Should you put your CSBs into RRSPs?
The Advocate, Wednesday January 10, 1996
The government of Canada has recently been advertising the fact that Canada Savings Bonds are now eligible for your RRSP. But should you put them into your RRSP? Do they really belong in your RRSP?
First, you should understand the real function of RRSPs before you can intelligently answer that question. They began back in the late 1950s to help Canadians save for their retirement by giving them a tax deduction for their contributions and allowing the deposits to grow tax free. The government realized that many people aged 65 and over become dependent on government supplements to live. They become tax dependent. Ottawa felt that if they encouraged Canadians to save for themselves through RRSPs, they would become tax payers instead of tax collectors.
To be able to pay supplements to an aging population the tax paid on RRSP payouts would broaden the tax base. To summarize, RRSPs are long-term vehicles intended primarily for retirement.
What are considered short-term investments and what are considered long-term investments? Short-term investments are usually associated with interest bearing vehicles such as savings bank accounts, certificates of deposit (CDs), guaranteed investment certificates (GICs), T-Bills and Canada Savings Bonds (CSBs).Canada Savings Bonds are not the same as Government of Canada Bonds. Government of Canada Bonds have a capital gains element to them that Canada Savings Bonds do not. Long-term investments include stocks, bonds (not CSBs), real estate, mortgages and equity mutual funds.

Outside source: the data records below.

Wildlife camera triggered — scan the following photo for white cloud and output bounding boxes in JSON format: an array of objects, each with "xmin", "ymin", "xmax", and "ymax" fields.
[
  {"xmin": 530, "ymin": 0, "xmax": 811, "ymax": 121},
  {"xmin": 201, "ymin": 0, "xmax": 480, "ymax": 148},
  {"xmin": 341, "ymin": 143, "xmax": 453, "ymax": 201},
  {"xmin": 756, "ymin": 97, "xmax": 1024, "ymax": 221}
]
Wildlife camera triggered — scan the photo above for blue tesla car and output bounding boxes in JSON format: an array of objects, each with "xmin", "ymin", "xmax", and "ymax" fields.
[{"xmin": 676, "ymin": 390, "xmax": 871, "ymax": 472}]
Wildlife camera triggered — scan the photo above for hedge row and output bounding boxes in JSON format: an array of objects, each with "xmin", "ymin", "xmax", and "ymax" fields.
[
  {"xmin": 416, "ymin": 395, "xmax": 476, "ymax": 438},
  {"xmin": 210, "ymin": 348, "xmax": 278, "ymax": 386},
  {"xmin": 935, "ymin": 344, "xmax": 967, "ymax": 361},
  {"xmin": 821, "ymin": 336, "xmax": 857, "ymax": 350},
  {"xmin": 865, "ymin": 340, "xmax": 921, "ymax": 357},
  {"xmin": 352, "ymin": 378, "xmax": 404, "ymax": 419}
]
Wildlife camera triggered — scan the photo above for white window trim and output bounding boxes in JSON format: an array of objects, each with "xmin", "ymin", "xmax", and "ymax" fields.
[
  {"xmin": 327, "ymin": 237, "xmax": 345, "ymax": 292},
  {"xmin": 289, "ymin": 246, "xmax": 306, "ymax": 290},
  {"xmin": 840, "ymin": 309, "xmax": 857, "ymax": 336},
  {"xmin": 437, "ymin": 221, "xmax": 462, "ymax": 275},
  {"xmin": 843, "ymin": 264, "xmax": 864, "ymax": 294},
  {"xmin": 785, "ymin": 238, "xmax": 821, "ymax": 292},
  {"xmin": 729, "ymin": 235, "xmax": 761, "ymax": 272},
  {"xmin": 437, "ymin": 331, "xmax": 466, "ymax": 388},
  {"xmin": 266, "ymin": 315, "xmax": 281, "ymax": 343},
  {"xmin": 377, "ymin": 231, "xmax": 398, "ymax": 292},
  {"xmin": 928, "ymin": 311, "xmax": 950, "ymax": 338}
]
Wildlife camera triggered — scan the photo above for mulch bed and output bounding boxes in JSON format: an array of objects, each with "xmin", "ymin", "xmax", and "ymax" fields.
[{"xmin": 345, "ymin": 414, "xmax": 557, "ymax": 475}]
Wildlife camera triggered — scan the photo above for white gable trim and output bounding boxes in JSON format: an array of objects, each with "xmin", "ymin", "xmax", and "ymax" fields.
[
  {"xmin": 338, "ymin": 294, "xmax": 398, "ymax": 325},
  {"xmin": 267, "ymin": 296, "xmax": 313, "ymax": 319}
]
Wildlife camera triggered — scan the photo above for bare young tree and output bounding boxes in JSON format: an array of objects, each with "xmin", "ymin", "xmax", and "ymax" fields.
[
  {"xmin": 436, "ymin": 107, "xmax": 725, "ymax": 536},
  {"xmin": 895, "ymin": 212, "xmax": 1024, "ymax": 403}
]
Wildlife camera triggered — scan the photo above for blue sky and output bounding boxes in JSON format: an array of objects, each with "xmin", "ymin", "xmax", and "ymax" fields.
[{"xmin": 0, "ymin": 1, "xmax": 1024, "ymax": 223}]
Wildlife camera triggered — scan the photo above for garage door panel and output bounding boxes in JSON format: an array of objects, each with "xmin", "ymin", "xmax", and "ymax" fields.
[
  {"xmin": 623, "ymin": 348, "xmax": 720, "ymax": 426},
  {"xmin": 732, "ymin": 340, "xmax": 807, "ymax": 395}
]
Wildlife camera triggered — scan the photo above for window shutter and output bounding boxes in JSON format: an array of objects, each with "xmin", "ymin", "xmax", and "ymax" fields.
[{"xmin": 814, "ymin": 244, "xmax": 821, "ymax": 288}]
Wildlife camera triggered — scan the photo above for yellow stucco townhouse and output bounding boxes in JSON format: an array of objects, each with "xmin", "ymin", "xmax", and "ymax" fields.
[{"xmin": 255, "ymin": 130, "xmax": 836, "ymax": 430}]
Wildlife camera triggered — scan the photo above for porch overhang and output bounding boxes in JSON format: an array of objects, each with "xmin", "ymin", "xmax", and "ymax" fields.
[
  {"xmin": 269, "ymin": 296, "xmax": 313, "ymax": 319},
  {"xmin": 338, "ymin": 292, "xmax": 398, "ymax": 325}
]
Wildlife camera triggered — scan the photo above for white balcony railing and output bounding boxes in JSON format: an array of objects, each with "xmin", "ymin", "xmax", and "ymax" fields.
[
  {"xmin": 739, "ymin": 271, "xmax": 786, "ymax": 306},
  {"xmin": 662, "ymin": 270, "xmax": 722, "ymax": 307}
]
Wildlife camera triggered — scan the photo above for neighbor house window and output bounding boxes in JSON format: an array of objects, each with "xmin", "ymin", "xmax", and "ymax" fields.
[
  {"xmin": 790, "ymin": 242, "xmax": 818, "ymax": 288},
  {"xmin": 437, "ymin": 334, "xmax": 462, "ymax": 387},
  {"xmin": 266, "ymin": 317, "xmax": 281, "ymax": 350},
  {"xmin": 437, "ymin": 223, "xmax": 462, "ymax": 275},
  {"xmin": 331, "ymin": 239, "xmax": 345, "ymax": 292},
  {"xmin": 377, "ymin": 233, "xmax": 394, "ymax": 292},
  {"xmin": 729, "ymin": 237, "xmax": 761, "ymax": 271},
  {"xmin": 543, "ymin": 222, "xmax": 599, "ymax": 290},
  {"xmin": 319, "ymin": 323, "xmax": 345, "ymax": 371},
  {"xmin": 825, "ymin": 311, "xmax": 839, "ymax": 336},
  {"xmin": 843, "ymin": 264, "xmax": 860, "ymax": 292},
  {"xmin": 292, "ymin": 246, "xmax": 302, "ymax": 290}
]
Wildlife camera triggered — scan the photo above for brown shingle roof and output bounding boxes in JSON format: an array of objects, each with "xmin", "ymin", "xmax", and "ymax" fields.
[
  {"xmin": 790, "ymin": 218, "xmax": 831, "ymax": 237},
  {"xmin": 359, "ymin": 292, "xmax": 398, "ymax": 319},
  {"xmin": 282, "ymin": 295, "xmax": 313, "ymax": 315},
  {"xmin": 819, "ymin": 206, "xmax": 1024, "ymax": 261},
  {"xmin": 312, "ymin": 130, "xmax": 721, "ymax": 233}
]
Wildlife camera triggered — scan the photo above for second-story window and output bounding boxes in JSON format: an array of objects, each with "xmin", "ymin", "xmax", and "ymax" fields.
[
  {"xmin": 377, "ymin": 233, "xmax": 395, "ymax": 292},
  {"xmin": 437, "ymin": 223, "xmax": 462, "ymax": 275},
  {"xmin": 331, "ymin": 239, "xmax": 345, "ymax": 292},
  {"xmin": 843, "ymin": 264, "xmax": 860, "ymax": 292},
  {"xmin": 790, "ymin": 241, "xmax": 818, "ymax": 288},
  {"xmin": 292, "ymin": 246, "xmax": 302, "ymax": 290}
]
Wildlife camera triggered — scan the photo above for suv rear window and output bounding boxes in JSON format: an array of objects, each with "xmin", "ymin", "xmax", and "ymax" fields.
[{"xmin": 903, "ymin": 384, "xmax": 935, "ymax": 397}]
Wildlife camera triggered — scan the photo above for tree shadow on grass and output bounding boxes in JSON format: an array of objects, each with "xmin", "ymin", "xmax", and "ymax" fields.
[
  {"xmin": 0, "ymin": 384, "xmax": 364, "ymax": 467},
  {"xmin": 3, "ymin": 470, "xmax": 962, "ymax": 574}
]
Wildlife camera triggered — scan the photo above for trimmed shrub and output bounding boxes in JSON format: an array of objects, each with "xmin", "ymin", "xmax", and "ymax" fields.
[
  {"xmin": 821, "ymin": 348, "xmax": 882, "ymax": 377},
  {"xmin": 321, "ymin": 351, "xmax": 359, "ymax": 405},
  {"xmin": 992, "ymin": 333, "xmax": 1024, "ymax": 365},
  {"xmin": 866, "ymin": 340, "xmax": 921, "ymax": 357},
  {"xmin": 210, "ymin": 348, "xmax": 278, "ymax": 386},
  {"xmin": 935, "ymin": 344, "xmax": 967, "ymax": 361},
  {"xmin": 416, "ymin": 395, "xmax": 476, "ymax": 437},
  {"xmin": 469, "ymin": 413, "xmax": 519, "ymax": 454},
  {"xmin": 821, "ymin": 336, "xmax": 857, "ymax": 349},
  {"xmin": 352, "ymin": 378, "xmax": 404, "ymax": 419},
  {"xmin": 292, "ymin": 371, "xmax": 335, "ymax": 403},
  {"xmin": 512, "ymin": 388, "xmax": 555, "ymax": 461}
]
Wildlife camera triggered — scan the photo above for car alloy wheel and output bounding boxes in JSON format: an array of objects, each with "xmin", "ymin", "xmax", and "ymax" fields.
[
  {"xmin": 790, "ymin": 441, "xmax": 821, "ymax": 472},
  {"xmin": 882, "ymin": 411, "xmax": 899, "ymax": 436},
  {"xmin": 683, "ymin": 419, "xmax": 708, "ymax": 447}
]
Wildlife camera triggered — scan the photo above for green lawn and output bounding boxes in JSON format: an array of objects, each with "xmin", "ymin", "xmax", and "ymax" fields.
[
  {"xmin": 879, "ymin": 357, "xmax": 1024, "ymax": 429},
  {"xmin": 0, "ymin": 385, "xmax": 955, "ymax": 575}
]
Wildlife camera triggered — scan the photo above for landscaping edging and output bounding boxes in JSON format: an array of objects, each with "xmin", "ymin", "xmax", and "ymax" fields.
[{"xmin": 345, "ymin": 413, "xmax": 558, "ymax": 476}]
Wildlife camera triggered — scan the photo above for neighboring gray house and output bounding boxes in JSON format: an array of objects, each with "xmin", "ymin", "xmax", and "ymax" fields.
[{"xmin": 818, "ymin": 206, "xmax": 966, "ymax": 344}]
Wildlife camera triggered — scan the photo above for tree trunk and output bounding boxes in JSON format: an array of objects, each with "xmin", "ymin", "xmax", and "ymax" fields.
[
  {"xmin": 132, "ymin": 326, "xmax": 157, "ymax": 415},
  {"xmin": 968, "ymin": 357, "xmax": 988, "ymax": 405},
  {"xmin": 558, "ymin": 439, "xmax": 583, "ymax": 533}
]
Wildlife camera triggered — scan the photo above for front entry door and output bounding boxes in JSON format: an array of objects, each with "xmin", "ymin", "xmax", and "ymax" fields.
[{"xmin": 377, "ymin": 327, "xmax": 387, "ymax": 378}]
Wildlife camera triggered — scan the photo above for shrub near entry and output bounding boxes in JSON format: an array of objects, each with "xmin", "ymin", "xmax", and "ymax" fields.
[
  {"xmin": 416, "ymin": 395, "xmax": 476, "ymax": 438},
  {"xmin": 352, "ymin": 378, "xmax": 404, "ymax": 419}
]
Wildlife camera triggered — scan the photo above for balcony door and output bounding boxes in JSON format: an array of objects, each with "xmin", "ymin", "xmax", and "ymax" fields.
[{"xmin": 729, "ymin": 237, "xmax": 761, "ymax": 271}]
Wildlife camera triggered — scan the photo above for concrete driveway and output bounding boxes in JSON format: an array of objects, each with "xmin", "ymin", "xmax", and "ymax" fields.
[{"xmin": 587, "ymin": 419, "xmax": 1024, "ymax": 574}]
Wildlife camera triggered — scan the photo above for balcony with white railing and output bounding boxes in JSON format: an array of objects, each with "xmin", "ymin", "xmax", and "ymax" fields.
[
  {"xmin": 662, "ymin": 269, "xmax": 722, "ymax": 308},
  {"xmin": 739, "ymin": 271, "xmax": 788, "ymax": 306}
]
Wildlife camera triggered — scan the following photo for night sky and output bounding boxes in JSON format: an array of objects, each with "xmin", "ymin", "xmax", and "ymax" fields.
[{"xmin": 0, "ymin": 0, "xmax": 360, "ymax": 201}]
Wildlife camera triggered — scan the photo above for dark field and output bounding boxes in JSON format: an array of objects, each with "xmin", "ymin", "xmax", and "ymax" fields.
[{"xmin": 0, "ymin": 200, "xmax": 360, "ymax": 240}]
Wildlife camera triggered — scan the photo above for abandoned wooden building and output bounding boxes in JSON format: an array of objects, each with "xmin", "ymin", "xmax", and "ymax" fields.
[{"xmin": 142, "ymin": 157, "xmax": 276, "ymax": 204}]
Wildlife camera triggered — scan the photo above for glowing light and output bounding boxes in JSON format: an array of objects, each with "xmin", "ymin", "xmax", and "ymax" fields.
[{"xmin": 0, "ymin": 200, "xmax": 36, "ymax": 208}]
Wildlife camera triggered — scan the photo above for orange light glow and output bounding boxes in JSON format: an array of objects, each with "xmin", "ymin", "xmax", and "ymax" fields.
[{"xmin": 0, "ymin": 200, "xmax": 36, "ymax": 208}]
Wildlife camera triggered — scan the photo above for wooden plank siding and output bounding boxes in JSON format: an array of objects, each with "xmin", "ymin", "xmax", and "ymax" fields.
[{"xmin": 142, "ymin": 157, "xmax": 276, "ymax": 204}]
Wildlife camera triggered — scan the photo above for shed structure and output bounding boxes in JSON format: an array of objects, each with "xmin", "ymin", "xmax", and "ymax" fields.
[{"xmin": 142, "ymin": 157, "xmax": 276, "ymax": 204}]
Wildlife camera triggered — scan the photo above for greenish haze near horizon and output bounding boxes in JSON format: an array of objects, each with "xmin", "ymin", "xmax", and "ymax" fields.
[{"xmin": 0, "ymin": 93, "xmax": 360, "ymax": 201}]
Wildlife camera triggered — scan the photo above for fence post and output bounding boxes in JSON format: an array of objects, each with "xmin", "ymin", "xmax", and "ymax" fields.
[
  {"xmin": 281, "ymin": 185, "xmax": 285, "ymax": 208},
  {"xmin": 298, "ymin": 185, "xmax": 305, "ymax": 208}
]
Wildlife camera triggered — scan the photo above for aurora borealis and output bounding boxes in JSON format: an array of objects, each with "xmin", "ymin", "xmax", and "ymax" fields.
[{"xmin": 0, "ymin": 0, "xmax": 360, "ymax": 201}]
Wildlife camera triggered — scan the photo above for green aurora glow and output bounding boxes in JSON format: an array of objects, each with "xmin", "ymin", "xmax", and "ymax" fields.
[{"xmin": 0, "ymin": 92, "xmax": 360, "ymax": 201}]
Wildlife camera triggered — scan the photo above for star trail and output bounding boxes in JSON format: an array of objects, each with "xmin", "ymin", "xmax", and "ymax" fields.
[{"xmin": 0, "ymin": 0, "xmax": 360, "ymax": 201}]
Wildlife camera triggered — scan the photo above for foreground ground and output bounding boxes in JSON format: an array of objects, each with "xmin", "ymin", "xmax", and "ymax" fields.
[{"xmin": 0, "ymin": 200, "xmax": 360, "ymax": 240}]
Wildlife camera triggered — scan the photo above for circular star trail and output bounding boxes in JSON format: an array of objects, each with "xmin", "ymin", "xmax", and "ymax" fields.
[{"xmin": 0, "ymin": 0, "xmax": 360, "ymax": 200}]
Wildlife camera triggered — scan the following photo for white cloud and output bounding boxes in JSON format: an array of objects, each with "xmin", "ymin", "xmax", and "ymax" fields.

We all have short-term needs and long-term needs and appropriate saving vehicles to meet those needs. So let me ask you another question: why would you use an investment considered short term, such as CSBs, to achieve your long term needs (goals)? You need to see past the immediate attractive appeal that putting CSBs in an RRSP seem to have. Compare the long term results of stocks, bonds, T-Bills and mortgages. *An investor who entered the stock market in 1926 and stayed through 1985 would have earned an average real return of 9 per cent annually in stocks, compared with 2 per cent on government bonds, 0.9 percent on T-Bills and 3.4 per cent on mortgages. The relationship holds true for most periods of ten years or more. From 1926 to 1936 stocks had an average annual return of 11.5 per cent compared with 8.6 per cent for government bonds and 5 per cent for T-Bills. The mortgage series did not begin until 1935. (*Market Insights by Seymour Freidland, Financial Times, August 4, 1986).
To be sure, the supremacy of stock yields does not always hold true for shorter periods. But the point is made. The point being that the long-term investor who holds a reasonably well diversified portfolio (equity mutual funds) will always do better in stocks than in the other standard investments. (See my article "Long-Term Investing," March, 1994) or contact me for a copy. The argument is supported by economic theory and, perhaps more importantly, by the facts.
While economists have very little to say to speculators, they have a powerful message to give to those who want to make money over long periods of time. Like most great messages, it is simple: "Large returns go to those with patience and a diversified stock portfolio." With an understanding of this, why would you put short-term savings (CSBs) into a long-term savings vehicle such as an RRSP? I realize that interest is sheltered from tax inside an RRSP. But should that be your only concern? Isn't total overall return far more important?
For example, $1000 invested at the beginning of every year for 20 years at 7 per cent would be $47,734.86 and in 30 years it would be $108,685.30. At 12 per cent in 20 years it would be $80,413 and 30 years, $290,788. That represents $182,103 more after 30 years. Clearly, making 5 per cent more is what is the most important. This can be achieved by equity mutual funds inside your RRSP, not CSBs. As long-term investments, Canada Savings Bonds just don't measure up.
But don't get me wrong. I think that Canada Savings Bonds have their place, but it's not inside your RRSP.